Let's populate numbers.txt
with some numbers again, ready for our next attempt:
>>> xs <- replicateM 10000 (randomRIO (1,1000)) :: IO [Int]
>>> writeFile "numbers.txt" (unlines $ map show xs)
In our next attempt, we read the file completely before closing it. To do so, we
use hGetContents'
, the eager version of hGetContents
:
import System.IO
main :: IO ()
main = do
h <- openFile "numbers.txt" ReadMode
xs <- map read . lines <$> hGetContents' h
let total = sum xs
hClose h
-- Below this line is where we expectd "numbers.txt" to be closed.

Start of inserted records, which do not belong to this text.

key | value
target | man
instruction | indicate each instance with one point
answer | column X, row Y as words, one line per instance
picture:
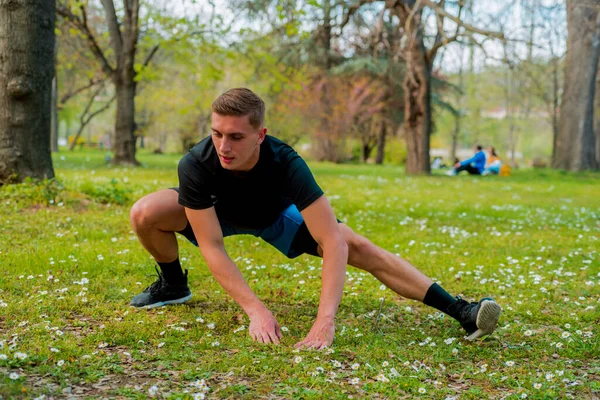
column 474, row 165
column 241, row 181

h' <- openFile "numbers.txt" WriteMode
print total
>>> :r
[1 of 1] Compiling Main ( SumFile.hs, interpreted )
Ok, one module loaded.
>>> main
4976033
Haha, success. We get the sum and the file is closed correctly, which is confirmed by the successful execution of the line
h' <- openFile "numbers.txt" WriteMode
Once again, you can check that the file numbers.txt
is now empty, as a
result of this line.
In fact, the hClose h
wasn't even necessary now because hGetContents' h
eagerly reads the whole contents of the file and immediately closes the file
once it has done so. You can check that the following version of SumFile.hs
works:
import System.IO
main :: IO ()
main = do
h <- openFile "numbers.txt" ReadMode
xs <- map read . lines <$> hGetContents' h
let total = sum xs
-- Deleted: hClose h
-- Below this line is where we expectd "numbers.txt" to be closed.
h' <- openFile "numbers.txt" WriteMode
print total
>>> xs <- replicateM 10000 (randomRIO (1,1000)) :: IO [Int]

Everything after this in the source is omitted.